催眠において、空虚は不在ではない。それは生きている環境であり、想像が動き出し、無意識が控えめに働き、連想が形づくられる土台である。それは深遠な再配置のための空間となり、内的変容の場となる。何も押し付けず、すべてを許容する。

セラピストは、完全にオープンで、押しつけがましくなく、何が出てくるかを見守る。セラピストは、患者が自分の世界を広げられるよう、十分に開かれた枠組みを提供する。セラピストは介入と介入の間にスペースを空け、患者のアイーダ、つまり患者自身のリズムや時間性を尊重する。 「患者とセラピストとの関係は、 その体験に身をゆだねる人の現実的で可能な関 係性をすべて実行に移し、変容させる実験室である19

「間」の時空サスペンスでは、静寂と空虚が白と組み合わされる。白とは、光り輝く領域そのものであり、時空の門から差し込む太陽の光を受け止める領域である。ある種の催眠では、この白さは、明瞭さ、白紙のページ、純粋な空間の感覚という形で具体的に現れる。白、candidusは候補者の色であり、状態を変えようとしている人の色である。多くの儀式や存在の変異における通過点の色である。白は、無意識からの火花、直感、洞察、爆発、創造的行為が現れる場所である。

  1. Roustang F. (1990),Influence, Les Editions de minuit, p.122.
  2. Roustang F., quoted by Marie Dalquié, AFEHM17thCongress,François Roustang’s hypnosis(episode III), Paris, 20/03/2021.
  3. ベンハイエムJ.M.(2024)『フランソワ・ルスタンオディール・ジャコブによる催眠術の技術』。
  4. 同書121ページ。
  5. Le Pelletier-Beaufond S. (2019),Abécédaire François Roustang, Odile Jacob, p.83.
  6. Laplantine F. (2017),Le Japon ou le Sens des extrêmes, Pocket, p.92.
  7. Benhaiem J.M.(2024), L’Art de l’hypnose avec François Roustang, Odile Jacob, p.309.
  8. 同書44ページ。
  9. Herrigel G. (1964),La voie des fleurs, Zen dans l’Art Japonais des Compositions Florales, Ed. Paul Derain, p.50.
  10. Benhaiem J.M., (2024), L’Art de l’hypnose avec François Roustang, Odile Jacob, p.178.
  11. Okano M. (2016), MA ET AIDA, Des possibilités de la pensée et de la culture japonaises, Textes réunis et présentés par Sakae Murakami-Giroux, Fujita Masakatsu et Virginie Fermaud. Editions Philippe Picquier, p.240.
  12. 木村文男(2000)、 L’Entre.統合失調症への現象学的アプローチ』ジェローム・ミリオン編。
  13. Benhaiem J.M. (2024), L’Art de l’hypnose avec François Roustang, Odile Jacob, p.83.
  14. 和辻哲夫(2011)『風土』CNRSエディションズ。
  15. Herrigel E. (1998), Le Zen dans l’art chevaleresque du tir à l’arc, Ed. Dervy.
  16. Roustang F. (2014), AFEHM主催の催眠トレーニングの一環としての介入(Hôpital de la Pitié-Salpêtrière)。
  17. De Smedt M. (2018), Eloge du silence, Albin Michel, p.10.
  18. Benhaiem J.M. (2024), L’Art de l’hypnose avec François Roustang, Odile Jacob, p.313.
  19. Roustang F. (1992),Influence,Les Editions de minuit, p.163.
  20. Roustang F. (2000),La fin de la plainte,Odile Jacob, p.181.
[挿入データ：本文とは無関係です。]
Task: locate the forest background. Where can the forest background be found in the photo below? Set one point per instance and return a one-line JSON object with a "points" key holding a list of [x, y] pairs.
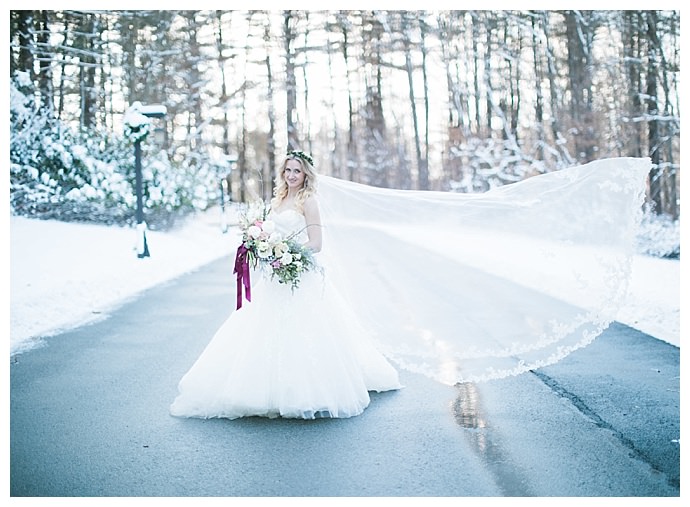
{"points": [[445, 100]]}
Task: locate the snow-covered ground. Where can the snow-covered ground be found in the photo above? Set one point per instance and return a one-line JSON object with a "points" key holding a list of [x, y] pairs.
{"points": [[66, 274]]}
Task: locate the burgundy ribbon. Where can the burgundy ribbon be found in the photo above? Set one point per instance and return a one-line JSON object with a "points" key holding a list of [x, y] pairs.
{"points": [[242, 271]]}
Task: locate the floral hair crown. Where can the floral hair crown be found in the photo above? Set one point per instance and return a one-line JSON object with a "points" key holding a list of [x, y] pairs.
{"points": [[302, 155]]}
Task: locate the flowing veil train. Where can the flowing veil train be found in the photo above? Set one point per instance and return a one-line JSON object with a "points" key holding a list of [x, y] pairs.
{"points": [[471, 287]]}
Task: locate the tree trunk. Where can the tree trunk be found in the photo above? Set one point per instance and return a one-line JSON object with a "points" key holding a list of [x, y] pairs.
{"points": [[289, 22]]}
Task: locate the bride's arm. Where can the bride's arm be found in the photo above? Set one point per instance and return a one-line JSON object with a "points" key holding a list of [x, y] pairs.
{"points": [[313, 219]]}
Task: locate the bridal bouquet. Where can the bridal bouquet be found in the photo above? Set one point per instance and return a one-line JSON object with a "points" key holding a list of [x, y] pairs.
{"points": [[284, 257]]}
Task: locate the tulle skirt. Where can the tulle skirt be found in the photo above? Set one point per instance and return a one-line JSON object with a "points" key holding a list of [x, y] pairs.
{"points": [[288, 353]]}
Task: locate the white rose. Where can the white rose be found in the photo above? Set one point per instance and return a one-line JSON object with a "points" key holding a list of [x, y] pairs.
{"points": [[254, 231], [286, 258], [264, 249], [280, 249], [269, 226]]}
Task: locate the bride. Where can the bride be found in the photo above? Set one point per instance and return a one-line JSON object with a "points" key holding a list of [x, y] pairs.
{"points": [[298, 354], [458, 287]]}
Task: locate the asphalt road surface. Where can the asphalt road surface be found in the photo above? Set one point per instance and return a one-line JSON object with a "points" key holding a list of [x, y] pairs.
{"points": [[89, 418]]}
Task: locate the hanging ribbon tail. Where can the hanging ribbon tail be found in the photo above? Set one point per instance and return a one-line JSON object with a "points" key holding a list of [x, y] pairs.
{"points": [[242, 272]]}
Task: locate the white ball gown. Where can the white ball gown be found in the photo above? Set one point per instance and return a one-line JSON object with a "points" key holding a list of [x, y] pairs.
{"points": [[296, 354], [458, 287]]}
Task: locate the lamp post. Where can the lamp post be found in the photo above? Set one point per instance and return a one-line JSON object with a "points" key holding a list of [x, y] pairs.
{"points": [[137, 124], [224, 182]]}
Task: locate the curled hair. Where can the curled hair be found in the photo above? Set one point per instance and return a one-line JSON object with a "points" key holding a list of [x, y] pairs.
{"points": [[280, 190]]}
Voyager au Japon, c’est souvent faire l’expérience de l’altérité, tellement ce pays est différent. Une altérité qui nous transforme et nous enrichit. Et qui nous fait mieux sentir où est notre place. La notion-clé chez Roustang ! Trouver sa place. En creusant dans cette culture asiatique qui, au départ, peut paraître exotique, on s’aperçoit qu’en réalité, elle recèle un monde intérieur qui s’accorde subtilement avec l’hypnose, tel le ma développé dans cet article, mais aussi le langage, la relation corps-esprit, le Zen, et autres tissages transculturels auxquels j’ai consacré Hypnose-Japon, rencontre en résonance.